05. April 2026
Wired for Survival: How Childhood Trauma and Poverty Compound Each Other in Baltimore
Before the addiction, before the mental illness, before the eviction, before the criminal record — researchers have spent decades documenting what often comes first: childhood trauma.
Adverse Childhood Experiences, or ACEs, are a set of documented stressors that research has linked to a wide range of negative health and life outcomes. They include physical, emotional, and sexual abuse; neglect; household substance use; parental mental illness; domestic violence; and parental incarceration. The more ACEs a child experiences, the more their risk of later addiction, depression, chronic illness, and premature death increases.
In Baltimore, the ACE burden is dramatically higher than in the rest of Maryland.
The Numbers
Behavioral Health System Baltimore, which coordinates the city’s public behavioral health system and tracks population-level health data, reports that 31% of Baltimore adults have experienced three or more ACEs — a threshold that research associates with significantly elevated health and social risk. The Maryland statewide rate is 23%.
That eight-point gap is substantial. It reflects something real about what growing up in Baltimore — in its highest-poverty, most disinvested neighborhoods — does to a child’s developing nervous system and life trajectory.
The same BHSB data documents that 24% of Baltimore residents live below the federal poverty line, compared to 9.9% statewide. That 14-point gap in poverty is not coincidental to the ACE gap. They are connected.
How Poverty and Trauma Amplify Each Other
Poverty does not simply cause trauma. But it creates the conditions in which trauma is far more likely and far harder to recover from.
A family living in poverty has less access to mental health care — for themselves and for their children. They are more likely to live in housing with mold, lead paint, and instability. They are more likely to experience eviction, which is itself an ACE and which forces children to change schools, lose social supports, and restart in new environments. They are more likely to live in neighborhoods with high rates of community violence — another ACE.

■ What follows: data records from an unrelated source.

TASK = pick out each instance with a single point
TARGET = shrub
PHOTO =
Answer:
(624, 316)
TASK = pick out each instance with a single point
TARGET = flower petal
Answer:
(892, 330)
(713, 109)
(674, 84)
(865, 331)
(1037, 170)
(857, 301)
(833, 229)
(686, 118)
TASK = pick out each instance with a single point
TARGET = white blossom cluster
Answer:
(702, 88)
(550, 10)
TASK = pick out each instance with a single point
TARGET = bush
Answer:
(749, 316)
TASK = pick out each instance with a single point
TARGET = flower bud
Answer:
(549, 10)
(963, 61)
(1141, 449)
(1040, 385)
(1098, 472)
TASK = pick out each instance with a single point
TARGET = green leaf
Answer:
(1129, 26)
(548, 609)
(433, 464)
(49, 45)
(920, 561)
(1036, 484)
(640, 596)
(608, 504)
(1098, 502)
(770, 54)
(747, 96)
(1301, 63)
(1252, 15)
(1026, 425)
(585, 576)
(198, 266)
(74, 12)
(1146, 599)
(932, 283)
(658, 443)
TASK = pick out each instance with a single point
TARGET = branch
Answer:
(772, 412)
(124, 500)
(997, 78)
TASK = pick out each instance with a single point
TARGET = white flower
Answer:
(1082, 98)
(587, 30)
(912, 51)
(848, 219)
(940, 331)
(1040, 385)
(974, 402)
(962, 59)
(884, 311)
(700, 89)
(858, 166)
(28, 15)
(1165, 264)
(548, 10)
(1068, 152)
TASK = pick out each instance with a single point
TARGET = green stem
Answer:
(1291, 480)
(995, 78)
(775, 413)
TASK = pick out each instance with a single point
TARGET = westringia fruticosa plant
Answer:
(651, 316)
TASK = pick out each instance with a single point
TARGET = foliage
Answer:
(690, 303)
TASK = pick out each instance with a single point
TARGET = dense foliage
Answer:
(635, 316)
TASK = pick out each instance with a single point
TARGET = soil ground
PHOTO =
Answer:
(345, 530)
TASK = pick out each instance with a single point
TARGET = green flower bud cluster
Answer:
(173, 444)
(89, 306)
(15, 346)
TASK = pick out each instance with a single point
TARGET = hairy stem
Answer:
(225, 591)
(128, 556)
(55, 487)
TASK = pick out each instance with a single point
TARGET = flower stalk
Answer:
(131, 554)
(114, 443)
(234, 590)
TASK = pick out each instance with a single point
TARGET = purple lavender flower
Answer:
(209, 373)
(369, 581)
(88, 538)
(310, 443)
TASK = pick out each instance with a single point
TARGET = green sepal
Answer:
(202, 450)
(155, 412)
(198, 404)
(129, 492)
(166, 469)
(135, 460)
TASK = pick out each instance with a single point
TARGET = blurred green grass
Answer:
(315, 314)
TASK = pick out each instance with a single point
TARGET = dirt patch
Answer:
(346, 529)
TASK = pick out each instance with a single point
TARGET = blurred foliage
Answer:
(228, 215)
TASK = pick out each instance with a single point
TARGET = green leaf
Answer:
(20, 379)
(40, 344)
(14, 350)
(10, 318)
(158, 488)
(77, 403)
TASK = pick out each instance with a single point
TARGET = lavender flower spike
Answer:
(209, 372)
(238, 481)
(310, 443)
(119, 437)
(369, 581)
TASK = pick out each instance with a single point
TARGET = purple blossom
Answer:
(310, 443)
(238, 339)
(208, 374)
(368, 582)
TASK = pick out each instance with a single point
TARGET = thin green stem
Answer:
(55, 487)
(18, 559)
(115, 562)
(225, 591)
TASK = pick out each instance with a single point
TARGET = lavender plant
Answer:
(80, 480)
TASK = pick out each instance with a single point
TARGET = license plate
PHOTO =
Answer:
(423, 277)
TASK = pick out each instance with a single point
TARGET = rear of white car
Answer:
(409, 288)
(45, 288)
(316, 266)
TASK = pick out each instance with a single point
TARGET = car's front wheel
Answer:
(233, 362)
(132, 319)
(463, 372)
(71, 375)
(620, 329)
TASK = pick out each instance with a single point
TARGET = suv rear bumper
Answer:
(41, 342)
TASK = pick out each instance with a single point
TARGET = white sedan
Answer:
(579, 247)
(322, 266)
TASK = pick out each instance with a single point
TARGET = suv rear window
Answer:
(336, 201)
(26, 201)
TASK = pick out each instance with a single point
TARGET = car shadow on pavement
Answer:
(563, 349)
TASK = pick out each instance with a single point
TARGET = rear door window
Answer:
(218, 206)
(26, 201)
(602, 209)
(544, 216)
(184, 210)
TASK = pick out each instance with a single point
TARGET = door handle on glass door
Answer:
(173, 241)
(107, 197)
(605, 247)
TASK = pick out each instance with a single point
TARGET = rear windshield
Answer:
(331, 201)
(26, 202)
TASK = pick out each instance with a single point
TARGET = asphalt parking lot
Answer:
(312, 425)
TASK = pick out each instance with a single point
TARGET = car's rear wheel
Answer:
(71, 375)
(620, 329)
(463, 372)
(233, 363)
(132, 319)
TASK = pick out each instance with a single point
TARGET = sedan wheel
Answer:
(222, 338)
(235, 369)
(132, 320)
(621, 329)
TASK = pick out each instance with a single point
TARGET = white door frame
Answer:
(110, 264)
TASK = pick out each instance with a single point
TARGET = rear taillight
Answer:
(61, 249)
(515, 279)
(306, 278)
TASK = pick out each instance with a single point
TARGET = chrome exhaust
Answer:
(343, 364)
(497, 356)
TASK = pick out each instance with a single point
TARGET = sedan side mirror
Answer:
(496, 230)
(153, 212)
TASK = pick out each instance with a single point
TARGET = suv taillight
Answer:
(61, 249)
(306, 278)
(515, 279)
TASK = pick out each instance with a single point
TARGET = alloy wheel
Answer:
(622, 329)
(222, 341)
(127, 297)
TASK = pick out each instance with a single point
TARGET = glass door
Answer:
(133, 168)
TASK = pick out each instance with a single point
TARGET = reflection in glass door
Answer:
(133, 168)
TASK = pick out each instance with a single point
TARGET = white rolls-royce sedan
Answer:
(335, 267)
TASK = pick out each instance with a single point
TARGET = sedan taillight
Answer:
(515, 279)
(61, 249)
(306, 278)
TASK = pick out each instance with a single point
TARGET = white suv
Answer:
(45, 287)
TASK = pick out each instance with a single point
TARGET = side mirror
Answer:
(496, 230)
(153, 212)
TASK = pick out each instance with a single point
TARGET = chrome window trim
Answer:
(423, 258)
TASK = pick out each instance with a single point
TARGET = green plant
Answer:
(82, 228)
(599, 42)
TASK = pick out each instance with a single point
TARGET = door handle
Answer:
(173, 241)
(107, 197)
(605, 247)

Concentrated poverty also means concentrated trauma. In neighborhoods where the majority of families are in poverty, individual stressors compound. Community violence affects multiple households simultaneously. The loss of a neighbor, a community member, or a family friend to overdose or homicide is an ACE that entire neighborhoods experience together.
The Health Consequences
The research on what ACEs do to the body and brain is extensive and sobering.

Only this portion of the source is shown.